The decision is huge for Saudi Arabia. For decades now, Saudi women, many of whom are extremely well educated and ambitious, have been waiting for their chance to participate fully in their country’s economy. For all this time, families have had to stretch their budgets to the limit, as they have had to hire in chauffeurs from the south and south-east Asia, house them, feed them and insure them. The reason it has taken so long is the long standing opposition from religious conservatives, who have expressed views varying from “they are too stupid to drive” to “it will lead to an intolerable mingling of the sexes”, says Frank Gardner who works in Saudi Arabia as a foreign correspondent.

Yet this decree is in line with a programme called Vision 2030, promoted by Saudi Crown Prince Mohammed Bin Salman, to modernise Saudi society and bring it more into line with the rest of the world. Not everyone reacted positively, however, with conservative voices accusing the government of ‘bending the verses of Sharia’ according to a media report.

The hashtags ‘I am my own guardian’ and ‘Saudi Women Can Drive’ quickly gained traction on social media - but so did the hashtag “the women of my house won’t drive”. One female activist called it a ‘great victory’, while another said things would ‘never be the same again’.

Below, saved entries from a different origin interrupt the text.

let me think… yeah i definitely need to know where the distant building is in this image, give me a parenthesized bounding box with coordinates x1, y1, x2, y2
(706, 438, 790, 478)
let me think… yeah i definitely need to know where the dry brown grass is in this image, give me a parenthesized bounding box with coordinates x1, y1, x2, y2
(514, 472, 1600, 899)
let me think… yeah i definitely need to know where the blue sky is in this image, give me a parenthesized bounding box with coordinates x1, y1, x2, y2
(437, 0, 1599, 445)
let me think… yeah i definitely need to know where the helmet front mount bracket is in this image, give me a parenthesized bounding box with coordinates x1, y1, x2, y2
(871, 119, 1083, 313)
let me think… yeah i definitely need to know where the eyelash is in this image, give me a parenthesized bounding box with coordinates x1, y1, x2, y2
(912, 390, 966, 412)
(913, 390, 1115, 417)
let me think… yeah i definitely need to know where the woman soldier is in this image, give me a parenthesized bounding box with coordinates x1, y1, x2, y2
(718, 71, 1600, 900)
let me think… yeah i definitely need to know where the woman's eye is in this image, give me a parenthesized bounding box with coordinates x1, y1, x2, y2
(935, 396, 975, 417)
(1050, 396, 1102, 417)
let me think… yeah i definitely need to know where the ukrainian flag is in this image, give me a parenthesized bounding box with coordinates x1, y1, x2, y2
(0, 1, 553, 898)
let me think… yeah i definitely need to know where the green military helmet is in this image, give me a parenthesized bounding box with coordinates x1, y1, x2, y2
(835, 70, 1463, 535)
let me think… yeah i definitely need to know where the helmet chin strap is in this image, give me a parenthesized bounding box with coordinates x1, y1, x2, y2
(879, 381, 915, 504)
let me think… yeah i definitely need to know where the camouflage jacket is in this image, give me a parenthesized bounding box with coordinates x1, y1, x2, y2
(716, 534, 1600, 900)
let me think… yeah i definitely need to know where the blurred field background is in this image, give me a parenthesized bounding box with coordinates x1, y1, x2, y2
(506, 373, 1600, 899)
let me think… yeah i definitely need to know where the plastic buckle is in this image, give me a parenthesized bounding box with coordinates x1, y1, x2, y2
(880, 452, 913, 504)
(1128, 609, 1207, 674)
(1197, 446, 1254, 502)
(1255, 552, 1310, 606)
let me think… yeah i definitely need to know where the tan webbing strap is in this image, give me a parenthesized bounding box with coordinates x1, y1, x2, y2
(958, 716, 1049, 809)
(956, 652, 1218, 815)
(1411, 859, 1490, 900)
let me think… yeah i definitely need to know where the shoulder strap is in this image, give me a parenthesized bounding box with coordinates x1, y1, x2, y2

The country’s US ambassador has described the move as “the right decision at the right time”. The Gulf kingdom is the only country in the world that bans women from driving - and women are still subject to strict dress codes and gender segregation.

“Until now, only men were allowed licences and women who drove in public risked being arrested and fined. Campaigner Sahar Nassif told the media “I couldn’t believe it.

“I started laughing and jumping and screaming. It’s a great victory. “I’m going to buy my dream car, a convertible Mustang, and it’s going to be black and yellow!” Meanwhile, Latifah Alshaalan, a member of the Shura Council, a government advisory panel, told broadcaster Al Arabiya: “This is a great victory for many Saudi women. This was the one file and issue which Saudi women have fought not just years”.

The decision by Saudi King has drawn reactions from all over the world with most people welcoming the move. The world eagerly awaits for 2018 when it will actually come into effect.